Never. Not in this life.
If he truly meant no harm, then why did he help shatter a marriage? Why did he back my father into a corner with no way out? And why, why did he and my mother move so quickly to build their new life while my father's body was barely cold in the ground?
Suppressing a wave of violent rage, I pulled the divorce agreement from my briefcase and threw it in her face. The papers fluttered down onto the table between us.
"Sign it," I bit out.
The words "DIVORCE AGREEMENT" stared up at her. Her face paled, then hardened. "Ethan, what is the meaning of this?"
What could it possibly mean? It means we're done.
Beside her, Leo shot her a nervous glance, his voice trembling pitifully. "Sister Aurora… it seems brother still won't forgive me. Maybe… maybe I should just leave. I don't want to be the cause of any trouble between you two." He sniffled, his eyes growing red-rimmed. "I know. In his heart, I'll always be a sinner. He won't even give me a chance to atone."
That was all it took. Aurora immediately sprang to his defense.
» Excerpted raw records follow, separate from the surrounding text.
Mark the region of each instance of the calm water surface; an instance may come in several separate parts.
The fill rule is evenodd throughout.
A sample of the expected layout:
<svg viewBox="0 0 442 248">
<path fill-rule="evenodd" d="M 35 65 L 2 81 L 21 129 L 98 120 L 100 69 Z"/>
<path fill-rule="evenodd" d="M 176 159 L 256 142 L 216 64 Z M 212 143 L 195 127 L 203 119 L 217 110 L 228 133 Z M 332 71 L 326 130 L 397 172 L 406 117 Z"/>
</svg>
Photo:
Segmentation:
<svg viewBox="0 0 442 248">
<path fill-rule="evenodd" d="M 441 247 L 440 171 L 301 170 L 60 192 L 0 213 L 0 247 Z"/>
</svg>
"The sins of the past have nothing to do with him! He's just a kid, Ethan. Why do you have to cling to it so obsessively?"
He's just a kid?
And what was I? When my father died right before my eyes, wasn't I just a kid, too?
"Think whatever you want," I said, my voice devoid of emotion. "Just sign the papers."
Seeing my resolve, her expression turned to ice. She glared at me, then snatched a pen and scrawled her name across the signature line.
"Fine," she snapped, shoving the document back at me. "If you want to play hard to get, I'll play along."
As I walked out of the room, I could hear her voice, soft and soothing, comforting Leo as he began to sob.
Once, that sound would have ripped my heart out. Now, all I felt was a profound, liberating sense of relief.
My lawyer called a moment later. "The copyright reclamation agreement is drafted. We'll serve it to her representatives the day after tomorrow."
The thought of Aurora receiving that notice on the day of her one-thousandth concert, her crowning achievement…
I couldn't help it. I started to laugh.